Site Reliability Delivery Engineer

Production Operations Budapest, Hungary


Description

Position at Diligent Corporation

The Company

Diligent is the pioneer in modern governance. We empower leaders to turn governance into a competitive advantage through unparalleled insight and highly secure, integrated SaaS applications, helping organizations thrive and endure in today’s complex, global landscape. The largest global network of corporate directors and executives, Diligent is relied on by more than 19,000 organizations and nearly 700,000 leaders in over 90 countries. With award-winning customer service, Diligent serves more than 50% of the Fortune 1000, 70% of the FTSE 100, and 65% of the ASX. Our passionate, smart, and creative group of more than 1,000 employees support customers around the globe.

 Position Overview

Diligent is looking for a Site Reliability Engineer, Delivery Automation. You will be responsible for system availability, infrastructure, and process automation. Your focus will be to reduce toil by measuring repetitive, manual tasks, and automating them where possible. Strong communication skills will be required as you will be working with multiple development teams to implement more efficient and reliable procedures.
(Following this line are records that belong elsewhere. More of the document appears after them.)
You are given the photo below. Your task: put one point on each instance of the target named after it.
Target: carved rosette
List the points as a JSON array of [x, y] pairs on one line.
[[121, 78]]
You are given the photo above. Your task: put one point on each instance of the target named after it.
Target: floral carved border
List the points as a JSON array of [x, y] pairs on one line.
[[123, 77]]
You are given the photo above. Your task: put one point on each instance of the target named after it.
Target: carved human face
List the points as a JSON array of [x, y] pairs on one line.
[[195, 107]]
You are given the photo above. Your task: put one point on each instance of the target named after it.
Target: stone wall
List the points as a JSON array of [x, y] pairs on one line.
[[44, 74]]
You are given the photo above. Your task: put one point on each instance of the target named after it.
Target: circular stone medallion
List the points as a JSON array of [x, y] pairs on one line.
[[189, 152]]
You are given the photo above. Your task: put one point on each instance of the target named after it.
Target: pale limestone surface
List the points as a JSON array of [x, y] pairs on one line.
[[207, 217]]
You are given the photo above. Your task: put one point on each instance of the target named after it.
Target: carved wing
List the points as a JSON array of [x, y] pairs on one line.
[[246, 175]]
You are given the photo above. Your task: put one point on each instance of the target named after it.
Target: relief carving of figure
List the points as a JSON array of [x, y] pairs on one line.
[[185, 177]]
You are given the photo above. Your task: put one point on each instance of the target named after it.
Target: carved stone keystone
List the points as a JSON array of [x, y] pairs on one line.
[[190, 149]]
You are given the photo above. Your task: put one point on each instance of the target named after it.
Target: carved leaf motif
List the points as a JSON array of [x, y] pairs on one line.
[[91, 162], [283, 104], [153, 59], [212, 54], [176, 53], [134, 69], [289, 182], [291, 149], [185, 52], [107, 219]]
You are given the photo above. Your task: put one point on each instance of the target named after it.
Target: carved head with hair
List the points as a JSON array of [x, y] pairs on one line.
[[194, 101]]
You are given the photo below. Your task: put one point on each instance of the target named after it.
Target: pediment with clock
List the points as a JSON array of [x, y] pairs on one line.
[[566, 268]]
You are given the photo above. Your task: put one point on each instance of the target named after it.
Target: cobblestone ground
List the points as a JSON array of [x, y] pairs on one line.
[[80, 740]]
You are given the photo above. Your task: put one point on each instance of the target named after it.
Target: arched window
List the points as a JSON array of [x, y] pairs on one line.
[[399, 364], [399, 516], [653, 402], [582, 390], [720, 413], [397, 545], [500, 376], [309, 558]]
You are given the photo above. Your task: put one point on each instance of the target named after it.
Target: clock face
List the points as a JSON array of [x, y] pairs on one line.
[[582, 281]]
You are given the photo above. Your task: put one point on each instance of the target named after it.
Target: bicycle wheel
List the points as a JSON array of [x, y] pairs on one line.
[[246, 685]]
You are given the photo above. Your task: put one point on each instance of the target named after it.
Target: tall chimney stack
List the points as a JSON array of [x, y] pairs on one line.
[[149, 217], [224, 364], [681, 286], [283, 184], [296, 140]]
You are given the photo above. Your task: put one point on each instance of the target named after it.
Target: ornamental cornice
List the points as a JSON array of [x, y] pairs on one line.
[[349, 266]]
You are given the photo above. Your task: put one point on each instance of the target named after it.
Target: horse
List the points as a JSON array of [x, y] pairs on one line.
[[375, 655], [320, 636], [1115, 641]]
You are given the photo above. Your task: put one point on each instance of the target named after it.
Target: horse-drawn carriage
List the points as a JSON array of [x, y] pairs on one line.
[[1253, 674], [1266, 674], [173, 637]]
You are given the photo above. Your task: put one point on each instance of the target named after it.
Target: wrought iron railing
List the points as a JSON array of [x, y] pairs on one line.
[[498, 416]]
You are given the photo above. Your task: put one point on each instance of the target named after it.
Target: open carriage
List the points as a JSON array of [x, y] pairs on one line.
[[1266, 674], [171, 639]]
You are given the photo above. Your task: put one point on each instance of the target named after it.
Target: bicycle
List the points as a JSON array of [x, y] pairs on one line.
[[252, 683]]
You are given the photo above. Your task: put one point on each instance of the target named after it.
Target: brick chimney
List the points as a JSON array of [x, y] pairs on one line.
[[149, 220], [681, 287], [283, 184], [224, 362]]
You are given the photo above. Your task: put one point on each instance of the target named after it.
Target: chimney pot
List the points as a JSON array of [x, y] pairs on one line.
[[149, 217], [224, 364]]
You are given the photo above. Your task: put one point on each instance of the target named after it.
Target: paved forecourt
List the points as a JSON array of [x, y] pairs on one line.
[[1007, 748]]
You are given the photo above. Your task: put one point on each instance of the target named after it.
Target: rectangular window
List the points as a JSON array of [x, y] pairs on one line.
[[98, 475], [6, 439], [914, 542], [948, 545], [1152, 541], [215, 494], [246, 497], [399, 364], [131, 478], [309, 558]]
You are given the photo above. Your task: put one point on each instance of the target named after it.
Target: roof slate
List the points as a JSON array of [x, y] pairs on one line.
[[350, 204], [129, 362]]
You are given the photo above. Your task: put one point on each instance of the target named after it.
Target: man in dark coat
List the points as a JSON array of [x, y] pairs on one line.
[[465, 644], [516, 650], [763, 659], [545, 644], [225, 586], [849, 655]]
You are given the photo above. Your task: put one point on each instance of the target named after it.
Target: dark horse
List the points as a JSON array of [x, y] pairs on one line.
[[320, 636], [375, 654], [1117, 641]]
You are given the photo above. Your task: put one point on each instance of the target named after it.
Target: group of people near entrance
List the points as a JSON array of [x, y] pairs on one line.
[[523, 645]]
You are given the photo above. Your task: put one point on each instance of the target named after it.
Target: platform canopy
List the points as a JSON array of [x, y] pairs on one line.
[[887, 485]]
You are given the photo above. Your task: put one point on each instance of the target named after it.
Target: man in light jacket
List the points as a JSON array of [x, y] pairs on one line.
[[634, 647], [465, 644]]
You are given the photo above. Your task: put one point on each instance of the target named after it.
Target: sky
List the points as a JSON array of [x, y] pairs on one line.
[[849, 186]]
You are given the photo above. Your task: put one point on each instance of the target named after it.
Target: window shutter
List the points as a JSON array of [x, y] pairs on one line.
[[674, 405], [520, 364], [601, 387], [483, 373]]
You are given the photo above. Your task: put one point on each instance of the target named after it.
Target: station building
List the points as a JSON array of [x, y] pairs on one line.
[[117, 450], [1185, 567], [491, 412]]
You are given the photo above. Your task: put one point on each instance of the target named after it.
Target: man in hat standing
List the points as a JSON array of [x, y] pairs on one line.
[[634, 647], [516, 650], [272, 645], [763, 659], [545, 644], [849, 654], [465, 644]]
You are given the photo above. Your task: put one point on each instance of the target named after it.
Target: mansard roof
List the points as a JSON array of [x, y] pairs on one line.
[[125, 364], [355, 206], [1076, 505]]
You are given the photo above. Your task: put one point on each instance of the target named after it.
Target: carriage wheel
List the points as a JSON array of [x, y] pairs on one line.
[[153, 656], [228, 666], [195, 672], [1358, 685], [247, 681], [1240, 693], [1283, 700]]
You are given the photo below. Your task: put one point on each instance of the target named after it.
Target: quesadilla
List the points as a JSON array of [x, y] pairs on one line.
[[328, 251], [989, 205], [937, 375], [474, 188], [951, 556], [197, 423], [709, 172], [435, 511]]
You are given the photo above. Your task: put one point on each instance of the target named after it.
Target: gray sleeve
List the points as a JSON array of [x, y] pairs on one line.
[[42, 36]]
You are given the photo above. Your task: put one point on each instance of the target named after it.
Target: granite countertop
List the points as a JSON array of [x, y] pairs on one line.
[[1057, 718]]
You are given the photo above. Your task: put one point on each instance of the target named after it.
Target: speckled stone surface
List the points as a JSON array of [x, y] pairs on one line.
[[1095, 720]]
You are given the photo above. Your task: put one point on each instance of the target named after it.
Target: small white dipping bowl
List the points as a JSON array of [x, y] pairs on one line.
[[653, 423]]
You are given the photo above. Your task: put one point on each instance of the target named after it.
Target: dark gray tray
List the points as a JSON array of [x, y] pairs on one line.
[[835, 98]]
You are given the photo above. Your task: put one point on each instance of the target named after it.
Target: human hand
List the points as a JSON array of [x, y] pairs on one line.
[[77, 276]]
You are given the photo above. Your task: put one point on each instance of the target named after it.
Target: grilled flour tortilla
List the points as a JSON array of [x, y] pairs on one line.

The ideal candidate will someone that is always looking to eliminate manual Customer Service requests.

 You Are

  • A team player with excellent communication and collaboration skills.
  • Always ready to learn and experiment on leading/innovative technologies.
  • Not afraid of change and passionate about process improvement.
  • Someone who cares about reliability, availability, security, and wants to develop autonomous solutions.

Key Responsibilities

  • Design, code, test, and deliver software and procedures to eliminate toil.
  • Define automated playbook that integrates with ServiceNow and our incident management systems.
  • Producing documents that outline the incident resolution process and the runbook requirements for the incident resolution workflow.
  • Leading incident response efforts.
  • Deploying new infrastructure with automation.
  • Defining and measuring SLIs, SLO and SLA.
  • Improving application performance and availability via log and metric analysis and anomaly detection.

Required Experience/Skills:

  • Software Engineering, SRE, or DevOps experience.
  • Knowledge of configuration management, release automation, and orchestration technologies such as Ansible, Terraform, Octopus, Jenkins, Puppet.
  • Good working experience for a wide range of technologies, frameworks, and platforms such as AWS/Azure Cloud, Windows, Linux, and Kubernetes,
  • HashiCorp Vault and database management  are a plus.
  • Hands-on experience with Python, PowerShell, .Net or Go.
  • Working knowledge (or willingness to learn) of automating infrastructure components (e.g. routers, load balancers, cloud products, container systems, compute, storage, and networks)
  • Participate in architectural sessions and provide solutions to complex problems
  • Strong problem solving, analytic, and time management skills.